# Air Pump with live plants and CO2?



## LariM78 (Nov 2, 2010)

Hi Everyone,

I'm going to be using the DIY method for CO2 injection when I convert to a planted aquarium until I can afford a pressurized system and so there is no way to shut off the CO2. What does concern me a little is the CO2 levels in the tank getting too high and the fish suffocating.

Obviously the plants will be producing O2 when the lights are on and they are photo synthesizing so I dont want the airpump on removing the CO2 from the water, but when the lights are off the plants will be producing CO2 themselves and the CO2 concentration will increase. 

Should I put the air pump on a timer to switch on when the lights turn off? My filter does produce quite a bit of surface agitation so that does help somewhat.

What should I do?


----------



## coralbandit (Jul 29, 2012)

Almost all here recommend the use of a drop checker to keep track of CO2 levels.They are rather cheap and a good saftey measure(you'll have to have one if you go pressurised).Without knowing levels it's hard to say if the air pump is necessary.If you know your level is high(enough) than your solution is correct;a air pump on timer for night(lights out )time.


----------



## jrman83 (Jul 9, 2010)

If your tank has good circulation with plenty of surface movement and gas exchange, I don't think you'll have much to worry about. If you gang multiple bottles, possibly. The tanks you have in your sig would not be threatened by DIY for the most part.

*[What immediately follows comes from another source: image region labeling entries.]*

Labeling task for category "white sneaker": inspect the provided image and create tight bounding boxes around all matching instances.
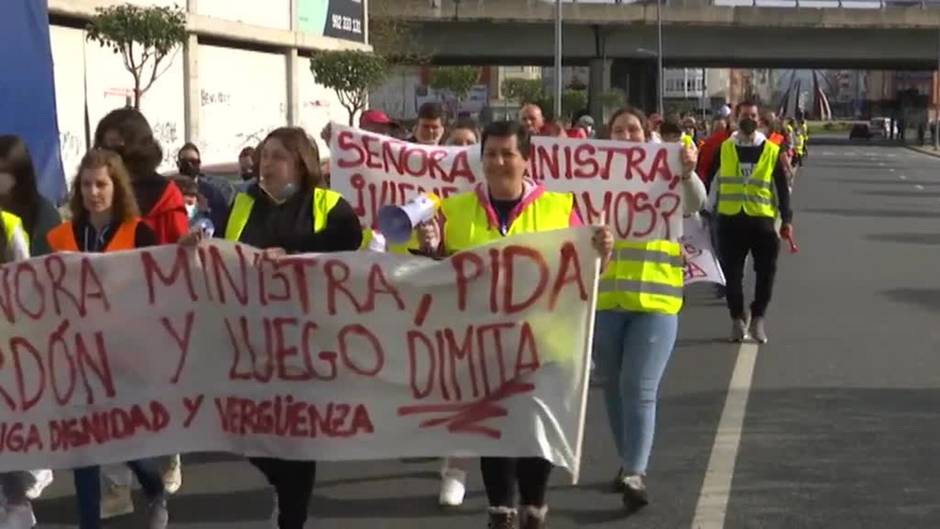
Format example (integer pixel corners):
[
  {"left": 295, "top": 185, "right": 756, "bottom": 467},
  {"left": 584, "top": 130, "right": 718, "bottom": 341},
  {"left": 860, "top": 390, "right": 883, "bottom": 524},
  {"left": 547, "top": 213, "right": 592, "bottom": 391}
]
[
  {"left": 0, "top": 502, "right": 36, "bottom": 529},
  {"left": 163, "top": 454, "right": 183, "bottom": 494},
  {"left": 271, "top": 492, "right": 281, "bottom": 529},
  {"left": 438, "top": 468, "right": 467, "bottom": 507},
  {"left": 26, "top": 469, "right": 53, "bottom": 500},
  {"left": 101, "top": 480, "right": 134, "bottom": 520}
]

Some run bubblers when the light is off with DIY, because there is no way to shut it off. I think it is going a little overboard, personally. If you are diffusing the bubbles with a powerhead, just turning the powerhead would suffice and the CO2 bubble would just go straight to the surface before it is broken up into many tiny bubbles. Doesn't really matter though unless you are going to gang 3-4 bottles. Wouldn't hurt, but your choice.


----------



## rtmaston (Jul 14, 2012)

I did the diy co2 on my 20 gallon tank before you start get a drop checker.amazon has them.i used a 2 litter coke bottle and a 16oz bottle as a bubble counter.the 16oz bottle works as a bubble counter and filter the co2 before it goes to the tank.its hard to overdose with diy.i used one 2 litter on my 20 gallon but that's was not enough but start out with one for a week or so.if its not enough add another 2 litter bottle with a T.its very easy.i would google it and look at some of the youtube videos.lots of good ones on there to show how to do it.good luck and let us know how it goes.ill post a link for the one I have.here it is.hope this helps.Amazon.com: Fluval CO2 Indicator Kit: Pet Supplies


----------



## jrman83 (Jul 9, 2010)

You'll still need 4dkh water to put in it that is mixed with the solution that is proovided. Mixing it with tank water, as the instructions state, renders the DC unreliable.


----------



## rtmaston (Jul 14, 2012)

the link above the drop checker comes with the 4dkh solution in it in a bottle.just fil it up to the line on the checker and turn it over and install in tank.


----------



## jrman83 (Jul 9, 2010)

Not according to Hagen's website

http://uk.hagen.com/Aquatic/Watercare/Additives---Supplements/A7551

The bottle that it comes with is what is added to the 4dkh. The 4dkh is just water with 4 degrees of carbonate hardness.


----------



## coralbandit (Jul 29, 2012)

What gets added to the 4dkh solution? A pH reagent? The add seems very misleading if this is true!


----------



## jrman83 (Jul 9, 2010)

coralbandit said:


> What gets added to the 4dkh solution? A pH reagent? The add seems very misleading if this is true!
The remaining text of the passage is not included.